Let’s create a tibble of the height and mass of four students:

students <- tibble(
  name = c("Alice", "Ben", "Cara", "Dan"),
  height_m = c(1.62, 1.74, 1.80, 1.32),
  weight_kg = c(54, 68, 72, 50)
)
students

To access one column of a tibble, we can use the $ notation

students$height_m     # Will return the vector height_m
students$weight_kg    # Will return the vector weight_kg

📝 Tasks:
- Use mean() and sd() to calculate the average and standard deviation of height_m and and weight_kg.
- Calculate BMI using students$height_m and students$weight_kg^2


Objective 6. Getting a grip on pipes

Pipes are special operators that send objects to functions, or the output of one function to another function. Let’s try some examples:

Return a tibble with just student names and heights:

students |>
  select(name, height_m)

Add a new column called BMI to data.
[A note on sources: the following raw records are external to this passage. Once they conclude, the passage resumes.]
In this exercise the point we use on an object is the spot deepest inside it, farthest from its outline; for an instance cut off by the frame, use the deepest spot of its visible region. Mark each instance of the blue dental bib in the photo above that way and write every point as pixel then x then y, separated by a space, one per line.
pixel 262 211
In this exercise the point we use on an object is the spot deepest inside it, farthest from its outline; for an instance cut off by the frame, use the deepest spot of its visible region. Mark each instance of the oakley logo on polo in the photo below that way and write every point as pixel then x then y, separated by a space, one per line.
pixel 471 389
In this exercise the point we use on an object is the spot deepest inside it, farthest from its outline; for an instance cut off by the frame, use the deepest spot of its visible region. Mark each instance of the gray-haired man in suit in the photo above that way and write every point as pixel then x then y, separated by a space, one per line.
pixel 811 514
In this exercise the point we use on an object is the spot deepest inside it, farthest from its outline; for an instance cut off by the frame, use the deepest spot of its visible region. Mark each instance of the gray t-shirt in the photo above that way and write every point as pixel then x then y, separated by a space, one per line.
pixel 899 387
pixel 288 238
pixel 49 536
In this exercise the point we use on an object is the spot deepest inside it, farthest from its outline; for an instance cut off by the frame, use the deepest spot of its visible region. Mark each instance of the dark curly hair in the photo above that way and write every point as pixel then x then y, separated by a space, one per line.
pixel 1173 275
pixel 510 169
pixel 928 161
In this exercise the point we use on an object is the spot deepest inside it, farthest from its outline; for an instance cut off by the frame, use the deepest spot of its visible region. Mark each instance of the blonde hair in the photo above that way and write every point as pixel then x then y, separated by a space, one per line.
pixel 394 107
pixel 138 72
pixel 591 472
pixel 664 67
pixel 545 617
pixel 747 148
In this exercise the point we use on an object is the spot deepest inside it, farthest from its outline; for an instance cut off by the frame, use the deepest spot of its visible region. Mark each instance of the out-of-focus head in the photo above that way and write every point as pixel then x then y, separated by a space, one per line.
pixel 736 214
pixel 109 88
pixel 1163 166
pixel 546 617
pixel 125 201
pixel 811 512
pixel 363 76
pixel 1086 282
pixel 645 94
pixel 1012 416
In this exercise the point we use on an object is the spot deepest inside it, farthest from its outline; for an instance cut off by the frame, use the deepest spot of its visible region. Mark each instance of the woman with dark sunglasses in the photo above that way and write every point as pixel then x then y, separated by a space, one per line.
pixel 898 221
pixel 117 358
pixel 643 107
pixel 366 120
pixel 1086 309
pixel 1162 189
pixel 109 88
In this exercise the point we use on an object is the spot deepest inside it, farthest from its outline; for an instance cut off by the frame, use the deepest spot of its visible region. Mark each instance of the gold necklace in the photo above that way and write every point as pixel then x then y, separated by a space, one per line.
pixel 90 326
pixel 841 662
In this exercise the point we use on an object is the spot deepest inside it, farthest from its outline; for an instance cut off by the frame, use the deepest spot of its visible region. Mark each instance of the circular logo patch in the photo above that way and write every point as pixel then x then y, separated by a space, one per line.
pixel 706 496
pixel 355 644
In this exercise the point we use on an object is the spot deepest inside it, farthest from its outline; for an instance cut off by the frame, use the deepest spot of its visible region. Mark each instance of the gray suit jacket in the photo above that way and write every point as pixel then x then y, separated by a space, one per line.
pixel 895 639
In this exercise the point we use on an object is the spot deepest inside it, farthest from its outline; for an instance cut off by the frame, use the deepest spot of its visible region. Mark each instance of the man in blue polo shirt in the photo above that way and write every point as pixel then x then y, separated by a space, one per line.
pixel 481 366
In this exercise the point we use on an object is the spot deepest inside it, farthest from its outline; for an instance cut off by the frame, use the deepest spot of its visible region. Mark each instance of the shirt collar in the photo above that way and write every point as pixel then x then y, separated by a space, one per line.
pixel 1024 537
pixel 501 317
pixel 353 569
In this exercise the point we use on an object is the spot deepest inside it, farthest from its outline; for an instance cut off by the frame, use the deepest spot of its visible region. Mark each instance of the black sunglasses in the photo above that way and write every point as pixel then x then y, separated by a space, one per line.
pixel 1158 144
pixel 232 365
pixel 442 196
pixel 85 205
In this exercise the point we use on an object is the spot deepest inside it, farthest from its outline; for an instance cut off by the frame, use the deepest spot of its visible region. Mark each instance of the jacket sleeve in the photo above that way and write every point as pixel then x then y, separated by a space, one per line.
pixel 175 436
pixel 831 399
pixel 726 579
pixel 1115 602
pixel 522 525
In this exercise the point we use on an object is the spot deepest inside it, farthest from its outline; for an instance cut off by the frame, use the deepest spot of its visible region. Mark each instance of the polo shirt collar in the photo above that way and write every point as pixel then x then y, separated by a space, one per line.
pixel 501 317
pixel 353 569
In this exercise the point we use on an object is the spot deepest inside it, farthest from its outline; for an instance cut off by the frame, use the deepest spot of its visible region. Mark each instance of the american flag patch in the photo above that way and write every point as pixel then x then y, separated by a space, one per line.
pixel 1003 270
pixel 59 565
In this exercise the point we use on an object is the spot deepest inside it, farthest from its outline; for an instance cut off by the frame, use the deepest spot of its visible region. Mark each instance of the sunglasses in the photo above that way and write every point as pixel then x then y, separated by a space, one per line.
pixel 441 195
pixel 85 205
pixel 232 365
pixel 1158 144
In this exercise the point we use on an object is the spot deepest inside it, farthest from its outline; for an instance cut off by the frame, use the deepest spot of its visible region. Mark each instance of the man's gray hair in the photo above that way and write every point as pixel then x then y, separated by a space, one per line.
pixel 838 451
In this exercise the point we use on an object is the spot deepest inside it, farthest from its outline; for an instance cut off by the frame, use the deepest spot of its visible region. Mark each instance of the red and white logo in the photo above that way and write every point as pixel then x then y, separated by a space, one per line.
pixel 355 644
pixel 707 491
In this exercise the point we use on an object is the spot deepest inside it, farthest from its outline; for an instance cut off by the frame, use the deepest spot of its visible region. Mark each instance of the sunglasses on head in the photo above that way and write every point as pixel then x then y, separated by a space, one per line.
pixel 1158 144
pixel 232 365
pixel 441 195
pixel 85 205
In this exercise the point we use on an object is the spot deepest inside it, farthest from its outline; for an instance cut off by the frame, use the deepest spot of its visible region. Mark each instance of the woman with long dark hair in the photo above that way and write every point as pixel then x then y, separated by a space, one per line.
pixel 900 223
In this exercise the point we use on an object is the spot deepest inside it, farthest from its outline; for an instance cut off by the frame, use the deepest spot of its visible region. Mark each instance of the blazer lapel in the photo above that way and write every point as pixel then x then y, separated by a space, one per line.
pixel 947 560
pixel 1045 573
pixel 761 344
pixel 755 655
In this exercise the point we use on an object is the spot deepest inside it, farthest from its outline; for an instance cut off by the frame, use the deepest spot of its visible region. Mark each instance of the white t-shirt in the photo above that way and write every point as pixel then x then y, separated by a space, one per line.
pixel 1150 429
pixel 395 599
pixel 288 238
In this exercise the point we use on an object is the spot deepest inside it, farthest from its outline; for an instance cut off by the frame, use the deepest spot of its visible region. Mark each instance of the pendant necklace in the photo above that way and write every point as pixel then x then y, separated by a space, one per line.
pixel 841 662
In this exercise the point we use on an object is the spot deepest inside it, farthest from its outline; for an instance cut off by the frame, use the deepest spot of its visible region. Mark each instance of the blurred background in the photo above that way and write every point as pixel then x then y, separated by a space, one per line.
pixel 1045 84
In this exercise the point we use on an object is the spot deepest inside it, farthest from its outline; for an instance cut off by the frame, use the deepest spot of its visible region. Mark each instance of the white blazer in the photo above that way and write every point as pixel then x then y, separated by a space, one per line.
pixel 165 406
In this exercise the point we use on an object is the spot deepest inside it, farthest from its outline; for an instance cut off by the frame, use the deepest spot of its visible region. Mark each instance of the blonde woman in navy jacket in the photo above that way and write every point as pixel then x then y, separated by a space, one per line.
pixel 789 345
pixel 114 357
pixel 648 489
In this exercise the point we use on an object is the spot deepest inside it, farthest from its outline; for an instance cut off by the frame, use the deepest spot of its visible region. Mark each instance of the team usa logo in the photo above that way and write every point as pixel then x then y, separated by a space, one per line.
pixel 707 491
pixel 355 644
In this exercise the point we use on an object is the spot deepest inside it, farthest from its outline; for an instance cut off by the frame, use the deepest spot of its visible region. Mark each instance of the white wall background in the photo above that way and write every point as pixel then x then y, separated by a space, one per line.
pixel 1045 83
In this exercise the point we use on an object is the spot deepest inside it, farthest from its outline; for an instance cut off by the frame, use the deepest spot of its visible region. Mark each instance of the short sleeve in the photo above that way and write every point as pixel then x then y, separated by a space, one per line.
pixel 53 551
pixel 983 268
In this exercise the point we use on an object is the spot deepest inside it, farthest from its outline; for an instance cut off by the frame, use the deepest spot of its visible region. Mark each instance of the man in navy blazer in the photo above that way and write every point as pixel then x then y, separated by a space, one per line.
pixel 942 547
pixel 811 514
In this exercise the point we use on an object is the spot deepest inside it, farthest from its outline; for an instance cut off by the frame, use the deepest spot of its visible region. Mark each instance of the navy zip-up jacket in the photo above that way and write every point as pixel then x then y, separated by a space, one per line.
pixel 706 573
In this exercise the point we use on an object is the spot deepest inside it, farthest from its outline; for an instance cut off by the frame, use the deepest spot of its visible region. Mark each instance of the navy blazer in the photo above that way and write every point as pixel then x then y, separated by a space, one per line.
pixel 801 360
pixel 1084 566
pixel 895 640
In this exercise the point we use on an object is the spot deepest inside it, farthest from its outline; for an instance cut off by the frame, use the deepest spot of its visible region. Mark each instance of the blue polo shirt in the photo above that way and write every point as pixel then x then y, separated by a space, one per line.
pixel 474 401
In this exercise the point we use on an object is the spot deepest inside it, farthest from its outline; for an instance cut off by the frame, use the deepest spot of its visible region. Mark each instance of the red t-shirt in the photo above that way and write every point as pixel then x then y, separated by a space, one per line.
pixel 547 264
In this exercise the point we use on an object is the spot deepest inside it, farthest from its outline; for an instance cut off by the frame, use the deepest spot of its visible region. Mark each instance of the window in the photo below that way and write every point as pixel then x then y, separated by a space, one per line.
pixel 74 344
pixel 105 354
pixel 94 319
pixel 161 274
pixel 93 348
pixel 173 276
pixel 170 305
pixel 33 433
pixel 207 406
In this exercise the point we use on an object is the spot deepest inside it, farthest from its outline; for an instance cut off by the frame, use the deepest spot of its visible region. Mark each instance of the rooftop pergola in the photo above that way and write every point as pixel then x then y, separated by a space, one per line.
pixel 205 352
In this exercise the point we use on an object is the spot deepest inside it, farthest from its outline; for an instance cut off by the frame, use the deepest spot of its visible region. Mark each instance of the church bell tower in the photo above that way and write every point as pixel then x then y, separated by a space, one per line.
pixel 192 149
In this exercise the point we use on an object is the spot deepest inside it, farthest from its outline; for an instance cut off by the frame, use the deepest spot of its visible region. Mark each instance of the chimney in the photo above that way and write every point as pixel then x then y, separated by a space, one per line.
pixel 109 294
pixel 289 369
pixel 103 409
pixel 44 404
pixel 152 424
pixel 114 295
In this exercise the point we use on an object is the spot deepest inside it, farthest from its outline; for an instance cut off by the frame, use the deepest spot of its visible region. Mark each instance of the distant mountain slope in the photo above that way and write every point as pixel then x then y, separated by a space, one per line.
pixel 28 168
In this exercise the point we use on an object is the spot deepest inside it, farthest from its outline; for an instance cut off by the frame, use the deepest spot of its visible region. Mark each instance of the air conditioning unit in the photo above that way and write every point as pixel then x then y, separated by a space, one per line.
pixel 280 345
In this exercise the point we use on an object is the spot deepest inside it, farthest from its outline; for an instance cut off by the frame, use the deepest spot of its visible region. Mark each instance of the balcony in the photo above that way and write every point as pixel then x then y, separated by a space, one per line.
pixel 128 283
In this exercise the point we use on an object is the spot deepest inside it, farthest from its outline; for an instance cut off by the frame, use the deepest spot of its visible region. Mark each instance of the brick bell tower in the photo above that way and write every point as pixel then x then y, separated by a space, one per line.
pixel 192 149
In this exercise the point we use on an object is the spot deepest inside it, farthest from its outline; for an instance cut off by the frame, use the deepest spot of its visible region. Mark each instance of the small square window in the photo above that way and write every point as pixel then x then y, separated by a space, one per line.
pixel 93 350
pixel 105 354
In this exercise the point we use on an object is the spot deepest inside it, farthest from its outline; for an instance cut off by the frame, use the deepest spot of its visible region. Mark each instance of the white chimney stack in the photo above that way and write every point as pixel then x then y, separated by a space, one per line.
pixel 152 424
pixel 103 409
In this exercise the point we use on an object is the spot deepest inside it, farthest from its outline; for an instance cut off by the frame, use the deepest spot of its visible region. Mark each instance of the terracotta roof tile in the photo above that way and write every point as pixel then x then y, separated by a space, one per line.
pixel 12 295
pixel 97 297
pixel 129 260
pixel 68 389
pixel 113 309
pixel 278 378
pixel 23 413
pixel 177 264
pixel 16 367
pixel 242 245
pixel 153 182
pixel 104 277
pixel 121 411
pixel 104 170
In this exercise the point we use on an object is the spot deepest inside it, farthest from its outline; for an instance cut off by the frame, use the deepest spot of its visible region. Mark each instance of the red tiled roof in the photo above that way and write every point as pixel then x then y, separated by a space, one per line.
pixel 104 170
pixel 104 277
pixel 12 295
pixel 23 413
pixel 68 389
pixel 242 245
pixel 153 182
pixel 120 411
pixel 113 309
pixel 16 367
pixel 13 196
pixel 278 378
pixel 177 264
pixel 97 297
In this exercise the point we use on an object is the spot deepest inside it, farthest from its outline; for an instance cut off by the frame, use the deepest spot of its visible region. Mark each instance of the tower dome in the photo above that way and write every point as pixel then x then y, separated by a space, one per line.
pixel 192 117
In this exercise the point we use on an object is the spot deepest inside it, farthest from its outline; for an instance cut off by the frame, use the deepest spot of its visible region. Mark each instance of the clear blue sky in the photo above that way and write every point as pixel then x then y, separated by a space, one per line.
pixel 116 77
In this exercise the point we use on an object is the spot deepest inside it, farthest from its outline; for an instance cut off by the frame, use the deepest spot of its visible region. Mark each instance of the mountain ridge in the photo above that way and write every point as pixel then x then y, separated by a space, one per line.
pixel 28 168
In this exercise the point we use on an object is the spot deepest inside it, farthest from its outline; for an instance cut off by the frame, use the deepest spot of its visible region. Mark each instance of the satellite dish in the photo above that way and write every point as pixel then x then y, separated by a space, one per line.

Remember that you need to store the new object you’ve created–otherwise, you are only printing it to the screen.

students <- data |>
  mutate(BMI = weight_kg / height_m^2)

📝 Task:
- Use the pipe and select() to select only the columns containing height and weight from data.
- Use the pipe and filter() to create a new tibble containing only people taller than 1.7m.
- Use the pipe and mutate() to create a new column containing height in inches (1 inch = 2.54 cm).

Tip

Recall that mutate() allows us to make new columns, and filter() allows us to retain only rows that match certain characteristics.

💡 Remember: you can enter ?function_name in the console (e.g. ?mutate) to bring up the help file and remind yourself what a function does.

❓Challenge questions

Use what you’ve learned this week to complete the following questions. Remember to use the script editor and to save your code as a .R script.

BIOL65161 students only

Normally you will upload your saved .R script to Canvas before 5PM on the day of the practical. However, this is not required for the intro practical.

Question 1:

Create a numeric vector of at least 10 values representing measurements (e.g. weights of mice).
1. Calculate the mean, median, and standard deviation.
2. Use logical operators to identify which values are greater than the mean.
3. Plot a basic histogram of your values using hist().


Question 2:

  1. Create a new tibble with at least 6 rows of your own made-up data (e.g. plant growth under different watering treatments).
  2. Add a new calculated column of your choosing. Remember you need to assign the new output to an object name!
  3. View the new tibble by clicking on it in the environment viewer.

Question 3:

Make a tibble recording the heights and sexes of 8 imaginary plants.
1. Add a new column that converts height from cm to m using mutate().
2. Use group_by() and summarise() to calculate the mean height for each sex.


Question 4:

  1. Create a tibble of 12 students with columns for name and favourite_colour.
  2. Use count() to tally how many students chose each colour.
  3. Which colour was most popular?

Question 5:

Work with a built-in example dataset, Edgar Anderson’s Iris Data, iris, which gives the measurements in centimeters of the variables sepal length and width and petal length and width, respectively, for 50 flowers from each of 3 species of iris. The species are Iris setosa, versicolor, and virginica.

  1. Load the dataset iris with as_tibble(iris). Don’t forget to assign it a name using the assignment operator <-.
  2. Inspect the new dataset object you created.
  3. Use select() to retain only the columns Sepal.Length, Petal.Length, and Species.

Recap: this week you’ve practiced

  • How to use R as a calculator and create objects
  • How to work with vectors and basic functions like mean() and sd()
  • How to install and load packages, including the tidyverse
  • How to create and explore tibbles to store data
  • How to use pipes (|>) with functions such as select(), filter(), and mutate()

These steps form the foundation for reproducible data analysis in R, which we will build on in later practicals.